Project

Discipline

protein; peptide; polymer; reversible; PEGylation

Lead
Lay summary
Approximately 25% of new drugs approved by the American Food and Drug Administration are peptides or proteins. Unfortunately, many of these therapeutic agents are rapidly eliminated by the body and/or are recognized by the immune system. For the past 30 years, these issues have been mainly addressed by grafting polymer chains to the peptide/protein, thus masking it from the immune system and preventing rapid elimination by increasing its size. One major obstacle to this approach lies in the loss of activity of the therapeutic agent, especially when specific binding events are involved. A recent direction taken in this field is to release the native peptide or protein from the polymer with time in the body, a process referred to as “reversible PEGylation” (rPEGylation). However, it is currently difficult to predictably and finely control the rate of release over a useful range in a biofluid, which would permit control over pharmacokinetics. We have recently reported coupling chemistry for selective conjugation of polymers to arginine residues on proteins. In this project, we will adapt our findings to achieve the selective, yet reversible, modification of arginine residues. Control of the rate of release of the polymer from the peptide or protein should be achievable through structural modifications to the reagent, and/or by altering the local micro-environment at the conjugation site.

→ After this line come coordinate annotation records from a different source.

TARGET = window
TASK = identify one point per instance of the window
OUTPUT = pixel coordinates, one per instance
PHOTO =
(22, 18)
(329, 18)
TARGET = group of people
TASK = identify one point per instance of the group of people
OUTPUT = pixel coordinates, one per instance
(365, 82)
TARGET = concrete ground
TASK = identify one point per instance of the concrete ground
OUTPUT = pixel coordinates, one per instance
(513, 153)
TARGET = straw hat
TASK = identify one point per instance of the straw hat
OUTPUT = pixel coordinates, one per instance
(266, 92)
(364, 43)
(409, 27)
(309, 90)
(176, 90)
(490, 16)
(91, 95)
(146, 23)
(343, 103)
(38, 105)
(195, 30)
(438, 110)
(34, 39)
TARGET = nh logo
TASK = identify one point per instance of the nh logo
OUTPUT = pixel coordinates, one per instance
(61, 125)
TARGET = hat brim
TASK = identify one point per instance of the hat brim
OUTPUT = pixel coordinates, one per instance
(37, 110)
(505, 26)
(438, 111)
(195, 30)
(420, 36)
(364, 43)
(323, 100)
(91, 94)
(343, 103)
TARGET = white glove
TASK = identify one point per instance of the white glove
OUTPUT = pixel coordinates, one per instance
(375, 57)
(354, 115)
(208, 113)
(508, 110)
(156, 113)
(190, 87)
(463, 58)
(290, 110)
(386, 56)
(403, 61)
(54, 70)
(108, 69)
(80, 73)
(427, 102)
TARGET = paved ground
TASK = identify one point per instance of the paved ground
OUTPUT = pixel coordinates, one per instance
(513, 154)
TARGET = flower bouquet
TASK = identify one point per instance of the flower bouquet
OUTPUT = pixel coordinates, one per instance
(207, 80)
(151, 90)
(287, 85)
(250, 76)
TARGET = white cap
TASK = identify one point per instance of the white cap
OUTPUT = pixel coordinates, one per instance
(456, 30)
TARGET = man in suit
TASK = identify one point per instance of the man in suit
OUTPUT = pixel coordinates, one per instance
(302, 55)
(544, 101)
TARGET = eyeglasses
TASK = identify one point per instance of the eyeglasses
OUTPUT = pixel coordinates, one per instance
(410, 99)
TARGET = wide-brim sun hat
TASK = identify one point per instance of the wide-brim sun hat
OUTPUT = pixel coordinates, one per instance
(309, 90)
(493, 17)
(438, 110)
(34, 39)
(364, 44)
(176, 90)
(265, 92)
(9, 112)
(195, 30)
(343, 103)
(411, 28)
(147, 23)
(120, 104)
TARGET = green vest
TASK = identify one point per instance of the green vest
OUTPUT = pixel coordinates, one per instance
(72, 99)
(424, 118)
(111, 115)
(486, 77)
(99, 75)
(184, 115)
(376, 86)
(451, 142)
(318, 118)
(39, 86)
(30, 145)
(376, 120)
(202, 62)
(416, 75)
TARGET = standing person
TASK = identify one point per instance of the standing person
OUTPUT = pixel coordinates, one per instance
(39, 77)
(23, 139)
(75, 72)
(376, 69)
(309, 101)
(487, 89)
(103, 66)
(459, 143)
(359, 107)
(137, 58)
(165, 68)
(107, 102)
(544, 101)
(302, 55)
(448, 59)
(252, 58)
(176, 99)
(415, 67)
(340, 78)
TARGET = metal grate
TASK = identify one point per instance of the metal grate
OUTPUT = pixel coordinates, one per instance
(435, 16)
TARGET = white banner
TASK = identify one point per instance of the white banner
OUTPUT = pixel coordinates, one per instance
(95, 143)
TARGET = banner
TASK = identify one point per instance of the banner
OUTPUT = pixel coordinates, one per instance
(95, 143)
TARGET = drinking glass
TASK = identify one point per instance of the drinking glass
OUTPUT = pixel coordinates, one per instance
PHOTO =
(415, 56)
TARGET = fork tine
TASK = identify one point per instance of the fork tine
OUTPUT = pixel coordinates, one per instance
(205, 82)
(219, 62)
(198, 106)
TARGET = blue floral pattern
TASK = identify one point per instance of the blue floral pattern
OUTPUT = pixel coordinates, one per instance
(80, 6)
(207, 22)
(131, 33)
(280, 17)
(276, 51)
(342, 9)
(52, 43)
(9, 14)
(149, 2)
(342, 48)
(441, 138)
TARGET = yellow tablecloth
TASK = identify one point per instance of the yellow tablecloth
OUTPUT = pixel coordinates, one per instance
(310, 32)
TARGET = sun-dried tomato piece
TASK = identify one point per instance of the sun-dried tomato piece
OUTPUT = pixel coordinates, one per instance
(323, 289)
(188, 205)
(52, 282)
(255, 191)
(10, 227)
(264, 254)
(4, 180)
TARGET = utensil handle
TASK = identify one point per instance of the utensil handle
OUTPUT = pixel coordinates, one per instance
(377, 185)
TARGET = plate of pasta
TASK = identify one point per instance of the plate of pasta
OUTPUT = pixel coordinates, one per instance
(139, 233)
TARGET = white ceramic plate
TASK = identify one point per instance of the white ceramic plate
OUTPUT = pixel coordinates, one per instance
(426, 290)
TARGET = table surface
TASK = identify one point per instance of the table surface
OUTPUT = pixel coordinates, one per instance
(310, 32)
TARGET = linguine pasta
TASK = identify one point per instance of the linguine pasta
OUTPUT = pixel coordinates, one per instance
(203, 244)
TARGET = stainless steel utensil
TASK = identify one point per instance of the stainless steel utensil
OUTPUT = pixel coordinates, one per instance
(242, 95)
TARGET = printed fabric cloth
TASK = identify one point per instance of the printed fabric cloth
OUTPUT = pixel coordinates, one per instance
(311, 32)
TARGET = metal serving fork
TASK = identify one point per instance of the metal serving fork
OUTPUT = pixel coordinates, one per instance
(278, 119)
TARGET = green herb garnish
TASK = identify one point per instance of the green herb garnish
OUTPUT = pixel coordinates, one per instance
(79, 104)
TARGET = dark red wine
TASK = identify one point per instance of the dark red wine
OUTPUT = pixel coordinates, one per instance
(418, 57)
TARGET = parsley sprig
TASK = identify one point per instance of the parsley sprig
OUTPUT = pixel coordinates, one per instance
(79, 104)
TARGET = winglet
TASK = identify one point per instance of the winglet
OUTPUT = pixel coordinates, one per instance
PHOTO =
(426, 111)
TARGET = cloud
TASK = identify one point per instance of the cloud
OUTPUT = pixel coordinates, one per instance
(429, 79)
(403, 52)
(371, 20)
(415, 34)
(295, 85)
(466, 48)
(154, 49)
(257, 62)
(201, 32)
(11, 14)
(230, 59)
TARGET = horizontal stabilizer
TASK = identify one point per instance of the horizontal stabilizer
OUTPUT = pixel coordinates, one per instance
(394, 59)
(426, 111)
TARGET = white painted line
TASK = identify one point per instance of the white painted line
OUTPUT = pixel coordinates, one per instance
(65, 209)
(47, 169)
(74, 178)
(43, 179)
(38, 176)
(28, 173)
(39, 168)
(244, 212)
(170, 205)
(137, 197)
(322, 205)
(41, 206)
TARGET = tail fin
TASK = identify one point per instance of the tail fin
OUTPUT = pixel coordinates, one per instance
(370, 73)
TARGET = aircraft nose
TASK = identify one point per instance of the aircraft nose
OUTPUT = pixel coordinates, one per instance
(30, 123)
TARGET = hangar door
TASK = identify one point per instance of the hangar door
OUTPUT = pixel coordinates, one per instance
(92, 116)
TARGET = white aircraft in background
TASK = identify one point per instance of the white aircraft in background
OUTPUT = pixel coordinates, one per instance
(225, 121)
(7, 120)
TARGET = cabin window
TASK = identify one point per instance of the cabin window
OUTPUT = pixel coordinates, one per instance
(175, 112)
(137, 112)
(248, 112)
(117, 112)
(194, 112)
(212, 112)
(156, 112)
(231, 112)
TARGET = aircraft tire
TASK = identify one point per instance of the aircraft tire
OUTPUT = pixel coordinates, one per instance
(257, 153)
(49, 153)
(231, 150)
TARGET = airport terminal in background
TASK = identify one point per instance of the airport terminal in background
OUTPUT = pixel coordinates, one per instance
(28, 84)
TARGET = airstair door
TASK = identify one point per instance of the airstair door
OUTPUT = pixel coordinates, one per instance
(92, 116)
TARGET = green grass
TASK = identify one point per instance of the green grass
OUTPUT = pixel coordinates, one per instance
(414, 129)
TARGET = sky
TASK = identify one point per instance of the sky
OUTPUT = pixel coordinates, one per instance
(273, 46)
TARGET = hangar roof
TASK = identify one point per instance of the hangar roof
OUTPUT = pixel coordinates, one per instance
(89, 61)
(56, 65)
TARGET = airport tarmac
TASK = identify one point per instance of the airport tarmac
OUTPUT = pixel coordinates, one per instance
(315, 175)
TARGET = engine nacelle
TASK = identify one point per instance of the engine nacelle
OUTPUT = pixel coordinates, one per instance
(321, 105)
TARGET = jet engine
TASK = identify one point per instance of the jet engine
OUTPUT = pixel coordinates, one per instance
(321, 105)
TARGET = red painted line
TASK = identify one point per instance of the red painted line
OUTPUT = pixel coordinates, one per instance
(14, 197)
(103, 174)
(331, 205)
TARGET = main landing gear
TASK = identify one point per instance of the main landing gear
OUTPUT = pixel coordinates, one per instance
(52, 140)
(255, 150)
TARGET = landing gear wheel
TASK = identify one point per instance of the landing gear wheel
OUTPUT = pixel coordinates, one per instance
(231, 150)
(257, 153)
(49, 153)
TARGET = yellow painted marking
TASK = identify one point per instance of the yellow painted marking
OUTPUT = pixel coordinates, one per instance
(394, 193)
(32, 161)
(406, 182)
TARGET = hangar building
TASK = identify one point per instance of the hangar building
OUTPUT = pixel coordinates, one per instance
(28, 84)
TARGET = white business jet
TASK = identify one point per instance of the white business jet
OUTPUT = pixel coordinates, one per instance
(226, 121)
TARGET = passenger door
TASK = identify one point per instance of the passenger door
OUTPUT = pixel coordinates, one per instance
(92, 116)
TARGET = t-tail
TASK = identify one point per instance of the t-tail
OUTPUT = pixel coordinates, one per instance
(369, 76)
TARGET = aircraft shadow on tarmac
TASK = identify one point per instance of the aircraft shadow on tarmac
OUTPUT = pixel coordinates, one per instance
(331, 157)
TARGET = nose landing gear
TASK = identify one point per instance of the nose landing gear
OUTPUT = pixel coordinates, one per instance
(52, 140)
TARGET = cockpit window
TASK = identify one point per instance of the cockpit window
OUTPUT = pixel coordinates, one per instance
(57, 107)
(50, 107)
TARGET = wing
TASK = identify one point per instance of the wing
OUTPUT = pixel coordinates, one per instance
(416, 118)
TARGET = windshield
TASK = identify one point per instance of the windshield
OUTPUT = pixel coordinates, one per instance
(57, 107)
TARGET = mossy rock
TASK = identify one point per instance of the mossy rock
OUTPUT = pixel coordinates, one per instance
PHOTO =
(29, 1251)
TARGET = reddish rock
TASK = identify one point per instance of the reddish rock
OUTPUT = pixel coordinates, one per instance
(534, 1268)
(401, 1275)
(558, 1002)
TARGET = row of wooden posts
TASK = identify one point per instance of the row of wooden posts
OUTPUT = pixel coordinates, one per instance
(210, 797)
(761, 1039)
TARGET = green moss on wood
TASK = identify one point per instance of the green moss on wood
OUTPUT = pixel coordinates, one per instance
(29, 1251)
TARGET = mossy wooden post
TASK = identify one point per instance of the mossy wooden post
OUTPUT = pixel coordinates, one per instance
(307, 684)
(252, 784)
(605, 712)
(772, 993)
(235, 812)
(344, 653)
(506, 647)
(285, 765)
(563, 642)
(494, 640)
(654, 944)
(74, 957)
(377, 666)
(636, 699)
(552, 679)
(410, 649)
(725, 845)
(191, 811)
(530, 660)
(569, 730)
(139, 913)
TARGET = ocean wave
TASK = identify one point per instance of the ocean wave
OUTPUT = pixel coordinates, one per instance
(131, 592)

We will examine the stability of the prepared conjugates in model buffers and in biofluids for both a peptide containing a single arginine residue, and lysozyme, which contains multiple arginine residues. The research proposed herein is important because it addresses important needs in the field of rPEGylation. Such an innovation will be of great value for altering pharmacokinetics, in particular for well-defined mono-PEGylated peptides or proteins for which release kinetics cannot be altered by increasing the number of conjugated polymer chains. This research is of broad interest because conjugation can, a priori, be achieved between any peptide or protein containing at least one arginine residue, to entities such as polymers or small molecule ligands such as lipids or cell-penetrating peptides, etc. Applications of selective reversible conjugation to proteins can also be found in sensor and protein sorting applications.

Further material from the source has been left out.